The amount people can borrow on reverse mortgages is strictly limited according to age and the valuation of their home.

Heartland, for example, will lend only up to 20% of the value of the home of a 60-year old, but will lend up to 40% on the home of an 80-year old.

SBS's limits are lower – it allows an 80-year old to borrow up to a maximum of 30% of the value of their home.

At December 31, Heartland's average loan-to-valuation ratio (LVR) at origination was just 9.6% but the current average LVR was 22.8%.

The average loan size was $135,139 and the weighted average age of borrowers was 78.

Borrowers can repay reverse mortgages at any time, and Heartland's repayments of $58 million in the six months ended December were up $7 million on the previous first half.

That was far outweighed by new originations of $96 million, although that was down $13 million on the previous first half.

The main reason Heartland's borrowers have given for using a reverse mortgage is to make alterations to their homes, making them more aged-friendly, while some of those still repaying a mortgage have swapped to Heartland's product so they don't have to continue making payments.

Big banks not going there

While ASB and Westpac have dabbled in reverse mortgages in the past, none of the four major banks nor Kiwibank now offers them - and much the same has happened in Australia, where the major banks have abandoned the field and Heartland is now the clear market leader.

Best guesses as to why the major banks have bowed out include the fact that reverse mortgages are much more complicated than ordinary mortgages.

The majors have followed the path of least resistance, offering only the traditional product and avoiding the risk of reputational risk: the potential negative headlines, possibly from adult children learning their expected inheritance is either much smaller or has vanished altogether, are all too easy to imagine.

The major banks' increasing reliance on mortgage advisers, who now write well over 50% of the major banks' traditional mortgages, also shows the banks' decreasing appetite for the hard work of originating mortgages, let alone the much more complicated and time-consuming task of writing reverse mortgages.

SBS’s McLean says that perhaps the limited size of the opportunity, especially compared with other segments of the market, makes reverse mortgages less attractive to his major competitors.

“It takes more time. You're meeting face-to-face or via conferencing with borrowers to make sure it's fully explained and to ensure they get independent legal advice,” he says.

“We encourage them to speak to their family so there are no surprises. I think it's a very good product to have in the market for people who want to maintain their lifestyle.”

But it isn't for everyone.

“When they work through it, some people will decide no,” McLean says.

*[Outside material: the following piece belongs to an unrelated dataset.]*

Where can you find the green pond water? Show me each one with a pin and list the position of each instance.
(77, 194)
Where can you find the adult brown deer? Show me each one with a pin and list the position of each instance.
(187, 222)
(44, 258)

Heartland's Billott says her bank's aim is to “ensure the customer is in the best situation possible” and that it has “a really robust application and onboarding process to make sure they're fully informed.”

Her bank has more than 23,600 customers in New Zealand and she says people will now have “a big opportunity” with Lifetime's product “bringing something else to the picture.”

But it also highlights the limits of what the Government is offering older people.

Billott suggests there needs to be “much bigger conversation about how New Zealand can support retirees.”